Let’s visualize the difference between accumulated degree days the seasonal forecast vs historic daily averages make in the accumulation of degree days?

oakville_dd_comb_tbl <- oakville_dd_ssnfast_tbl |> 
  bind_rows(oakville_dd_histavg_tbl |> filter(period == "histavg"))

ggplot(oakville_dd_comb_tbl, mapping = aes(x = date, y = acc_dd_f, colour = period)) +
  geom_line() +
  ylab("degree days (F)") +
  xlab(NULL) +
  labs(title = "Accumulated Degree Days",
       subtitle = "CIMIS Station #077, Oakville. 2024",
       caption = "Sources:\nRecent past: CIMIS API\nShort-term forecast: Open-Meteo Weather Forecast\nSeasonal forecast: Long-term daily average, gridMet 1990-2020; Open-Meteo Seasonal Forecast") +
  theme(plot.caption = element_text(hjust = 0)) 
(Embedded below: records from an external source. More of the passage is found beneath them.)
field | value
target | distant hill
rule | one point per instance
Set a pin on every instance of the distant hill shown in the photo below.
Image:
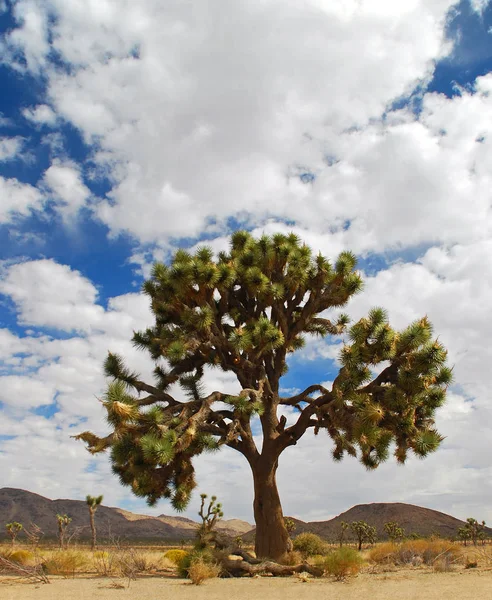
(413, 519)
(26, 507)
2.1 Compare the predictions

Let’s compare the predictions regarding the best window to till the soil:

till_yn <- function(x) {x >= 2358 & x <= 2817}

## OM Seasonal Forecast:
oakville_dd_ssnfast_tbl |> filter(till_yn(acc_dd_f)) |> pull(date) |> range()
[1] "2024-04-26" "2024-05-11"
## Long-term historic daily averages
oakville_dd_histavg_tbl |> filter(till_yn(acc_dd_f)) |> pull(date) |> range()
[1] "2024-04-26" "2024-05-11"


Not surprisingly - they’re the same!

3 CHALLENGE

Compare the predictions by the seasonal forecast and long-term daily averages regarding when adults are expected (3137-3447 accumulated degree days Fahrenheit). [Solution]

## Your answer here

4 END!

We now have all the code we need to make a Shiny app!